# Pinched



## glenway (Mar 27, 2011)

The new Easy Set Mole Eliminator has been redesigned for the better - and, it wasn't bad before. Anyway, this new model is grabbing the earth movers left and right. Best mole trap invented!


----------



## Jonbnks (Jan 21, 2012)

I'll have to share this improved mole trap with my friend, his yard is infested with moles and his ground is constantly mushy.


----------



## glenway (Mar 27, 2011)

This unit is the best. Even though it may seem like dozens of moles have infested an area, in actuality, there's usually only a couple of them, because they don't tolerate others.

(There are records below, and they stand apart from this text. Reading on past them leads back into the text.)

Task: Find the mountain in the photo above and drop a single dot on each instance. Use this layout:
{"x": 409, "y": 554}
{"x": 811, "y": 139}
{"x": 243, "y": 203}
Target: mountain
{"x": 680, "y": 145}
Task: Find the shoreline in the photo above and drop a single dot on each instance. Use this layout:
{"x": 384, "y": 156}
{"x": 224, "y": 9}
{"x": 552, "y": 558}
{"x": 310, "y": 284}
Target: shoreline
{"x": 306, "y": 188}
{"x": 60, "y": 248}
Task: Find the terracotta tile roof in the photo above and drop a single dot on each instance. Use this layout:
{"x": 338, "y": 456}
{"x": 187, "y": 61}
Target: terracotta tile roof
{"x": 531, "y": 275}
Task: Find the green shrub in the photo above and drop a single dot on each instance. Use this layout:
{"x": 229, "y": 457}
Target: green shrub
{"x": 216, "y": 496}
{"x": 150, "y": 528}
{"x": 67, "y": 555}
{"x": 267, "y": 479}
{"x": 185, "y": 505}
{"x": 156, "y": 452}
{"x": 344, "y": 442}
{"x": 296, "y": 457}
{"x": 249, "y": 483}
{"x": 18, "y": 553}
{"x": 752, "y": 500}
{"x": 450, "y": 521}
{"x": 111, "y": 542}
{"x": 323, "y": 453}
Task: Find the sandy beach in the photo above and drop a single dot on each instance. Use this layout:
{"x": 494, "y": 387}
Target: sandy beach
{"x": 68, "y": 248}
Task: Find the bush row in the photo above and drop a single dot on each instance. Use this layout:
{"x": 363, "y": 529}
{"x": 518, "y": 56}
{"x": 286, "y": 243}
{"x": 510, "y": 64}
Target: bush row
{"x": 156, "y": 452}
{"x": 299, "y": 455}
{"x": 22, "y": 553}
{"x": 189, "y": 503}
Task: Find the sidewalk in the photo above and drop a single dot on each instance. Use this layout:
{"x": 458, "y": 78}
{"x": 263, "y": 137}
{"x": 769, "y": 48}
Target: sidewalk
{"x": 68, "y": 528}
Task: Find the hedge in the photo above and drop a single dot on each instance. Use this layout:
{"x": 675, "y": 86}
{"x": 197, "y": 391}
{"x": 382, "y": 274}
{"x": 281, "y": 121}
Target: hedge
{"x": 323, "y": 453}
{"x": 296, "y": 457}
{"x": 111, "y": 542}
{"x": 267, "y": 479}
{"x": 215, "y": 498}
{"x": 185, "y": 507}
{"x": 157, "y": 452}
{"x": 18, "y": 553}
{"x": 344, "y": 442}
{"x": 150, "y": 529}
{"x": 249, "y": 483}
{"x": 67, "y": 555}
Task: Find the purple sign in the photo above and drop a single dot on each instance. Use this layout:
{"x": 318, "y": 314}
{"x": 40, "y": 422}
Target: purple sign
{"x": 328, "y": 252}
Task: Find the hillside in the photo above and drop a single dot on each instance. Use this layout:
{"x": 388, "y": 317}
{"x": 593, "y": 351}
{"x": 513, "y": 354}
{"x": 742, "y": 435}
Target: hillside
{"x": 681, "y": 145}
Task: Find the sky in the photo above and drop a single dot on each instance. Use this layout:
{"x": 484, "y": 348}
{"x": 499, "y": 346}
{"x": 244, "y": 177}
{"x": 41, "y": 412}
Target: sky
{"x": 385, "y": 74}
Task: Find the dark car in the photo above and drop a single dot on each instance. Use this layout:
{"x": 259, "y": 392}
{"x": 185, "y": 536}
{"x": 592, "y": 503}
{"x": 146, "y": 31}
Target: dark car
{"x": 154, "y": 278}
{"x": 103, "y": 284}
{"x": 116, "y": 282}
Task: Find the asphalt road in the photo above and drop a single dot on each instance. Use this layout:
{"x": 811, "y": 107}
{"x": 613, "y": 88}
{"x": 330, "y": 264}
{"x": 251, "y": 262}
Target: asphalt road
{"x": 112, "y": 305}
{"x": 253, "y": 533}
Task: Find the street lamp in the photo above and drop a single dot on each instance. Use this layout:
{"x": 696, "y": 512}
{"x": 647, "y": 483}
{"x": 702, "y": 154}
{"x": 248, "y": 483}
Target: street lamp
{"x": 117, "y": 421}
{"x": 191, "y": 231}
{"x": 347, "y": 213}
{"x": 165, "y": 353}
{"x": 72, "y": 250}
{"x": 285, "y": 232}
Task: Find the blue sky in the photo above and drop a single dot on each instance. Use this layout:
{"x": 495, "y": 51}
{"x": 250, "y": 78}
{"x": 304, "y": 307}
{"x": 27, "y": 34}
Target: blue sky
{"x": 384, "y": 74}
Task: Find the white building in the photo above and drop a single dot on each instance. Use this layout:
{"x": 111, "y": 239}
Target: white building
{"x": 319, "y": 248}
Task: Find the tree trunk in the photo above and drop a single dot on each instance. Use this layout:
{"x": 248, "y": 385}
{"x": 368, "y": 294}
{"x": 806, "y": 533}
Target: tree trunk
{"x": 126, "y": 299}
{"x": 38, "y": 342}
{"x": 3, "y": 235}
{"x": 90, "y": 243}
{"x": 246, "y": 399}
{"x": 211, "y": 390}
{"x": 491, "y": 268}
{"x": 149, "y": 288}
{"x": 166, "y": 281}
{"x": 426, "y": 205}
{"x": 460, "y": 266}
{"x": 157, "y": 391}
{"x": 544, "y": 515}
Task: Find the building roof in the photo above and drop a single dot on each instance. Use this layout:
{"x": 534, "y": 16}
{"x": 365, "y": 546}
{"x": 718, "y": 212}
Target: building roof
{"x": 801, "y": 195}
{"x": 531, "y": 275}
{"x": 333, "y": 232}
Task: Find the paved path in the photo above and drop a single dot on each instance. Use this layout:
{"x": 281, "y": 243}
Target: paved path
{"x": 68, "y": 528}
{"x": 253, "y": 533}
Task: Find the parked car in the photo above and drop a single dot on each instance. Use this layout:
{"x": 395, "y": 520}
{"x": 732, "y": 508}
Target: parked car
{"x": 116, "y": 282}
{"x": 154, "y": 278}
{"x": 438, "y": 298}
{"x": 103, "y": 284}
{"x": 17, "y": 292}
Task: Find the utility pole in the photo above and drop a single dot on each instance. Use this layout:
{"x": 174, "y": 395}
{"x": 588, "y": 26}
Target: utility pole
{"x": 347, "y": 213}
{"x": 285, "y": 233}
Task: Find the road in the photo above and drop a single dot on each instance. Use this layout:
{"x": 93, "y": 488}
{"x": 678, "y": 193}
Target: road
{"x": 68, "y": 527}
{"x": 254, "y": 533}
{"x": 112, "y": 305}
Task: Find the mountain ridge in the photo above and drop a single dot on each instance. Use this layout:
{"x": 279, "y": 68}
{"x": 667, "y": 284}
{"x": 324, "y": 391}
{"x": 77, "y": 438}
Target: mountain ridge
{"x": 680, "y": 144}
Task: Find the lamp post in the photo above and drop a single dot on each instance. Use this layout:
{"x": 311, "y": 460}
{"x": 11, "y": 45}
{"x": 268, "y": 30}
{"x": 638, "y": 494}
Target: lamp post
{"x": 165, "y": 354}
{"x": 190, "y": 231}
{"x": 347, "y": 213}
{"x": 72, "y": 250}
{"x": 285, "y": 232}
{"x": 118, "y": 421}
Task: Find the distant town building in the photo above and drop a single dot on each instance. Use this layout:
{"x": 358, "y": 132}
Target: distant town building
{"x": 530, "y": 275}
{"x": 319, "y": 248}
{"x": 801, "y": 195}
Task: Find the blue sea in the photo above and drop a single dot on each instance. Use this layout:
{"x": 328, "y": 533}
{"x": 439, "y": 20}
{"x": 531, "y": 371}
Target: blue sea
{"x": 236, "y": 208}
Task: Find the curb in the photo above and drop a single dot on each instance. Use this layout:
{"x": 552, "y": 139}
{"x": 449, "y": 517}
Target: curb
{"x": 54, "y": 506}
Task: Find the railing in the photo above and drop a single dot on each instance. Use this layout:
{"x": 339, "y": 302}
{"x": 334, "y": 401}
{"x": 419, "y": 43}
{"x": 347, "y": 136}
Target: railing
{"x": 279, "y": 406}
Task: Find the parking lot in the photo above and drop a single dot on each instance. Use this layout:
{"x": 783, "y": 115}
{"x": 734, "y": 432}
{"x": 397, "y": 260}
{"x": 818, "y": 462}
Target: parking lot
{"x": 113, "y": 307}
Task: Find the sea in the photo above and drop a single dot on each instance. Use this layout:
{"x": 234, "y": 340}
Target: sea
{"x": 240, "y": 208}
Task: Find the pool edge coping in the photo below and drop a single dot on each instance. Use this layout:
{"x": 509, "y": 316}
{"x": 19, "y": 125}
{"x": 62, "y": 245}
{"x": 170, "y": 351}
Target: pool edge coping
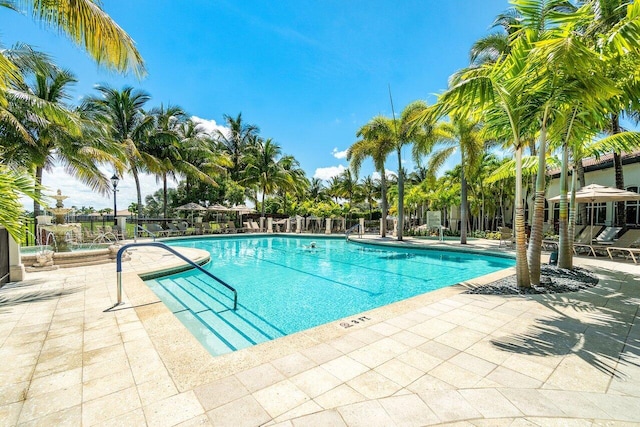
{"x": 173, "y": 341}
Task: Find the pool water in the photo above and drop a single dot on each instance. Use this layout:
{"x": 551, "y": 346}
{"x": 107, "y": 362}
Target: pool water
{"x": 285, "y": 285}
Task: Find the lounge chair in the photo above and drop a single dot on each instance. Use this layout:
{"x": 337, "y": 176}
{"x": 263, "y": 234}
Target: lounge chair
{"x": 214, "y": 228}
{"x": 157, "y": 230}
{"x": 584, "y": 240}
{"x": 628, "y": 243}
{"x": 184, "y": 228}
{"x": 173, "y": 228}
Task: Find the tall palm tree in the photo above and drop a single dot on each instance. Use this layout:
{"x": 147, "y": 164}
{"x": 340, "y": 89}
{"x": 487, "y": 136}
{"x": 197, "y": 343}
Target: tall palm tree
{"x": 88, "y": 26}
{"x": 316, "y": 190}
{"x": 377, "y": 142}
{"x": 349, "y": 187}
{"x": 164, "y": 143}
{"x": 128, "y": 125}
{"x": 498, "y": 91}
{"x": 369, "y": 192}
{"x": 42, "y": 129}
{"x": 235, "y": 141}
{"x": 265, "y": 170}
{"x": 460, "y": 134}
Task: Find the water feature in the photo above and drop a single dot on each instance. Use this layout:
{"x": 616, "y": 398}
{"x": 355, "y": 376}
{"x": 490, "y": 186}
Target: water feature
{"x": 61, "y": 232}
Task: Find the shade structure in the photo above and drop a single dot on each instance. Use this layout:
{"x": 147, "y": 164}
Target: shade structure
{"x": 191, "y": 207}
{"x": 218, "y": 208}
{"x": 595, "y": 193}
{"x": 242, "y": 209}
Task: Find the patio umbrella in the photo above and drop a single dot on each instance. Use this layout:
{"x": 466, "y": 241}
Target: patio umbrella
{"x": 218, "y": 208}
{"x": 241, "y": 210}
{"x": 192, "y": 207}
{"x": 599, "y": 193}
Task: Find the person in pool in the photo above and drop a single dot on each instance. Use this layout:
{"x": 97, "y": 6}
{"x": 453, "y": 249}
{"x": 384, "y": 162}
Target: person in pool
{"x": 311, "y": 246}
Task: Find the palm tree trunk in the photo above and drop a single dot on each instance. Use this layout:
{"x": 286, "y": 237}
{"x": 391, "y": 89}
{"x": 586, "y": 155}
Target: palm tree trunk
{"x": 581, "y": 181}
{"x": 522, "y": 267}
{"x": 617, "y": 164}
{"x": 385, "y": 208}
{"x": 535, "y": 239}
{"x": 463, "y": 205}
{"x": 565, "y": 259}
{"x": 139, "y": 192}
{"x": 164, "y": 194}
{"x": 36, "y": 205}
{"x": 400, "y": 196}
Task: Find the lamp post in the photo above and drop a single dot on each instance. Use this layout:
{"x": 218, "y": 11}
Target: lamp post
{"x": 114, "y": 181}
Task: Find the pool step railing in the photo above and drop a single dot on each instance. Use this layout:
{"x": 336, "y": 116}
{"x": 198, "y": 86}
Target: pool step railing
{"x": 192, "y": 301}
{"x": 174, "y": 252}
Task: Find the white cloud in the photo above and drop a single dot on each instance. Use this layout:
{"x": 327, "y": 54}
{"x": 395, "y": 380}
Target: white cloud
{"x": 339, "y": 154}
{"x": 209, "y": 126}
{"x": 329, "y": 172}
{"x": 376, "y": 174}
{"x": 80, "y": 195}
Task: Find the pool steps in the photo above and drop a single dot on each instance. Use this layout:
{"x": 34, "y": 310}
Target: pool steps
{"x": 210, "y": 317}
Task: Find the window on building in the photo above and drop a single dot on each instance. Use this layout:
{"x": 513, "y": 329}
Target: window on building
{"x": 632, "y": 208}
{"x": 600, "y": 210}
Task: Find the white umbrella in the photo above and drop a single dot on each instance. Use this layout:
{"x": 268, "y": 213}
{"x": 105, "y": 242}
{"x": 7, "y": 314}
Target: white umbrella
{"x": 218, "y": 208}
{"x": 241, "y": 209}
{"x": 191, "y": 207}
{"x": 599, "y": 193}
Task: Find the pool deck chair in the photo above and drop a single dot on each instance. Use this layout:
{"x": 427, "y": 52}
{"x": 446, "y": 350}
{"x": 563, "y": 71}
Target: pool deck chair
{"x": 157, "y": 230}
{"x": 214, "y": 228}
{"x": 600, "y": 242}
{"x": 583, "y": 240}
{"x": 628, "y": 245}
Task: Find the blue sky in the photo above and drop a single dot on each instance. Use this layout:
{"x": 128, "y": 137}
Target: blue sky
{"x": 308, "y": 73}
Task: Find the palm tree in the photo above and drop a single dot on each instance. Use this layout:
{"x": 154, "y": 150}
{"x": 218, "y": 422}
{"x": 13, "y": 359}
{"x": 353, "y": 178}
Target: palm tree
{"x": 41, "y": 129}
{"x": 461, "y": 134}
{"x": 349, "y": 188}
{"x": 265, "y": 170}
{"x": 377, "y": 141}
{"x": 88, "y": 26}
{"x": 164, "y": 143}
{"x": 236, "y": 141}
{"x": 369, "y": 192}
{"x": 128, "y": 125}
{"x": 13, "y": 185}
{"x": 316, "y": 190}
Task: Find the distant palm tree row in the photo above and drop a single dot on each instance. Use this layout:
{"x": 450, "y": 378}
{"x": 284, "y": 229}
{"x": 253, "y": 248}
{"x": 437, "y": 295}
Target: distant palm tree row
{"x": 555, "y": 78}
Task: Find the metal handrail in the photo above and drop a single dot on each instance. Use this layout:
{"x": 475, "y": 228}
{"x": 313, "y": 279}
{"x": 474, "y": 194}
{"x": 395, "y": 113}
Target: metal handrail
{"x": 176, "y": 253}
{"x": 141, "y": 228}
{"x": 349, "y": 231}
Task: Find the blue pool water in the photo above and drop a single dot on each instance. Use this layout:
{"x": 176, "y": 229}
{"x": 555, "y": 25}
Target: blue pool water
{"x": 285, "y": 286}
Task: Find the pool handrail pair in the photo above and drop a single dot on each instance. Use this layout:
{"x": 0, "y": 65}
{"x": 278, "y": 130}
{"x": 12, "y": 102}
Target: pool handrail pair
{"x": 174, "y": 252}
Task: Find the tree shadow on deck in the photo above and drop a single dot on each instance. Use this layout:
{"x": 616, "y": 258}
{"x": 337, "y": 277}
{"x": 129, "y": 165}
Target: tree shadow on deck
{"x": 598, "y": 333}
{"x": 14, "y": 294}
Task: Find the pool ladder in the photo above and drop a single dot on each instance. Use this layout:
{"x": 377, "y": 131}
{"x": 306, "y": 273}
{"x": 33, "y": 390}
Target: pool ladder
{"x": 174, "y": 252}
{"x": 352, "y": 229}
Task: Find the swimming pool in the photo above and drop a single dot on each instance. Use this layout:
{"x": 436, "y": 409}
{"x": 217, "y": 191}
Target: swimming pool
{"x": 284, "y": 285}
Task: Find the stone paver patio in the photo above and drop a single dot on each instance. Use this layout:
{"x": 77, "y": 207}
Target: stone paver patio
{"x": 439, "y": 358}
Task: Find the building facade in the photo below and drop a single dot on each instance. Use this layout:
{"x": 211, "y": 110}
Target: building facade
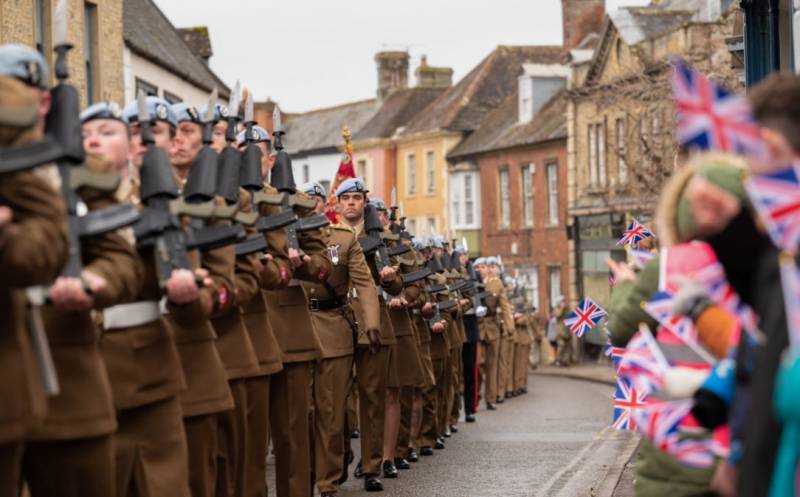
{"x": 93, "y": 27}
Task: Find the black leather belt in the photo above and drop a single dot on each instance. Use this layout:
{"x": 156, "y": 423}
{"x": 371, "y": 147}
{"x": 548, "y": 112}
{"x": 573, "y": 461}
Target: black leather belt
{"x": 325, "y": 304}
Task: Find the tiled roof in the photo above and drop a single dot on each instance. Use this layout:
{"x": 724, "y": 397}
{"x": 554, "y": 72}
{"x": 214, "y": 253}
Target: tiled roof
{"x": 149, "y": 33}
{"x": 321, "y": 130}
{"x": 500, "y": 128}
{"x": 396, "y": 111}
{"x": 463, "y": 106}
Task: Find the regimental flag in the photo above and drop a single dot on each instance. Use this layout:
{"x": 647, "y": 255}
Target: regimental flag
{"x": 643, "y": 363}
{"x": 776, "y": 198}
{"x": 346, "y": 170}
{"x": 634, "y": 234}
{"x": 711, "y": 117}
{"x": 626, "y": 400}
{"x": 660, "y": 307}
{"x": 584, "y": 317}
{"x": 640, "y": 258}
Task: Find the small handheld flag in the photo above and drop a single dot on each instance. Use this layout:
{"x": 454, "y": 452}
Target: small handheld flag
{"x": 584, "y": 317}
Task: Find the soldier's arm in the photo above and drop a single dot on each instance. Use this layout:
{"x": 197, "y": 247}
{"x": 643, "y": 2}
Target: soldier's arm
{"x": 361, "y": 280}
{"x": 34, "y": 249}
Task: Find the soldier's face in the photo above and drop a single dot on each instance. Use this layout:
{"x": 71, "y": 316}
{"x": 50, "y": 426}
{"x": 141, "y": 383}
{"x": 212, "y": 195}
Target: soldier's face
{"x": 218, "y": 136}
{"x": 187, "y": 144}
{"x": 109, "y": 139}
{"x": 352, "y": 206}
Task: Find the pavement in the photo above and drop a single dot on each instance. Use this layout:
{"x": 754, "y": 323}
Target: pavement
{"x": 553, "y": 442}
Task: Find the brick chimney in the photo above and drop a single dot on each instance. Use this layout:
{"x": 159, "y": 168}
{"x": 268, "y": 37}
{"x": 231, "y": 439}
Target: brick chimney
{"x": 433, "y": 77}
{"x": 392, "y": 72}
{"x": 579, "y": 18}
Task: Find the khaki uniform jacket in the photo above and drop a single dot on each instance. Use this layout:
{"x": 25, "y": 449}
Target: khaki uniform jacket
{"x": 33, "y": 253}
{"x": 288, "y": 308}
{"x": 84, "y": 407}
{"x": 349, "y": 270}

You can check Ebay, JB, but make sure to get the Wire Tec patented brand, because there are some cheap knock-offs. No need to buy more than one. Just stomp the burrows down, mark them with a utility flag or stick and watch for the burrows to reappear. Set the trap and move it, if it doesn't grab one in a day. They'll run about $35 and well worth the American-made genius.

Here is a link: http://www.ebay.com/itm/Wire-Tek-Heavy-Gauge-Steel-EasySet-Mole-Eliminator-Trap-/131140026755?pt=LH_DefaultDomain_0&hash=item1e888e0183


----------



## NattyB (Jan 5, 2012)

Now you have something to line you boots.....


----------